Koda watches the messages directory. When a new message arrives for a pane, it types a one-line wake message into that pane's terminal — waking the turn-based agent so it pulls the update and continues. The nudge is:
- Idle-gated — Koda only injects when the pane has been quiet for a moment, so it never corrupts input mid-generation.
- Coalesced — a burst of messages collapses into a single wake, costing the recipient at most one extra turn per idle window.
- Scoped — only agent panes that have produced output are eligible, never a bare shell.
This is the one thing only Koda can do — it owns the terminals, so it can wake an agent that would otherwise sit idle.
Multi-CLI support
Coordination works across agent CLIs, not just Claude. Koda does the per-CLI plumbing for you:
- Claude Code — Koda installs the announce/complete hooks into the workspace's
.claude/and registers the server via.mcp.json. - Codex — Koda builds a workspace-local config home that mirrors your existing Codex login and adds the coordination server (it bails safely if it can't mirror credentials, so your login is never broken).
- Gemini — Koda writes a project
.gemini/settings.jsonwiring in the server. - Grok and other CLIs — picked up through the same mechanism where supported.
Non-Claude panes get the same auto-announce behavior, attributed to the correct pane and agent, and completion is handled uniformly via roster presence.
Agent-idle notifications
Independently of messaging, Koda can raise a desktop notification when an agent pane goes idle (finishes a turn) — so you know an agent is waiting on you. Notifications are suppressed while the Koda window is focused, so you only get pinged when you've looked away.
Privacy & compliance
Coordination keeps Koda firmly on the right side of its locked architecture: real CLIs, no token proxy.
- The MCP server is a local tool server the CLIs choose to call — not an API proxy and not an OAuth flow. It never touches your provider credentials.
- All state is local files under a gitignored
.koda/coord/. Nothing is sent to a Koda backend — there is no Koda backend. - Coordination is account-agnostic: it rides files, MCP tools, and terminal input — never the provider login — so it works the same whether a pane is on a default or a subscription account.
Configuration & opt-out
Coordination is on by default for each workspace.

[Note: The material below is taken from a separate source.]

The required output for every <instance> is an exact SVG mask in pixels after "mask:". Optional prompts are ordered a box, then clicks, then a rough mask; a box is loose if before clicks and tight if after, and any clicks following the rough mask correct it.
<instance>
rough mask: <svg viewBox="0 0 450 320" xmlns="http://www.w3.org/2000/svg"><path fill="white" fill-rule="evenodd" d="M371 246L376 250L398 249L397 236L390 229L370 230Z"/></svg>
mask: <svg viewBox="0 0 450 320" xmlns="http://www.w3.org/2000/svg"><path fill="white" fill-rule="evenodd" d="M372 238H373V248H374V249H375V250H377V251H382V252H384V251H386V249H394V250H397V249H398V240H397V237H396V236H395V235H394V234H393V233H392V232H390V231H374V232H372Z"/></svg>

You control it from the Coordination On/Off toggle in the Tasks tab.
- Turning it off is sticky. An explicit Off writes a
.koda/coord-disabledmarker, so the workspace stays off across reopens until you turn it back on. - Sensitive workspaces never auto-enable. Since coordination writes files into the repo, workspaces you've marked Sensitive are left off unless you enable them yourself.
- Disabling cleans up. Turning coordination off removes the
koda-coordentry from.mcp.json(leaving any other servers intact) and tears down the file watcher.
A live Agents presence strip in the Tasks tab shows each pane's id, lane, and claims, refreshing every few seconds — your window into the roster without leaving the UI.
Troubleshooting
Agents aren't coordinating
Confirm the Coordination toggle is On for the workspace, and that you approved the one-time .mcp.json trust prompt in Claude Code.
No card was created
The card is posted on the first prompt of a session. For Claude, hook changes take effect on a new session — restart the pane if it was already running.
A card is stuck In Progress
If a pane was killed abruptly, the roster-presence fallback completes its card after the pane disappears. You can also drag it yourself.
Sensitive workspace stayed off
That's by design — enable coordination manually for Sensitive workspaces with the toggle.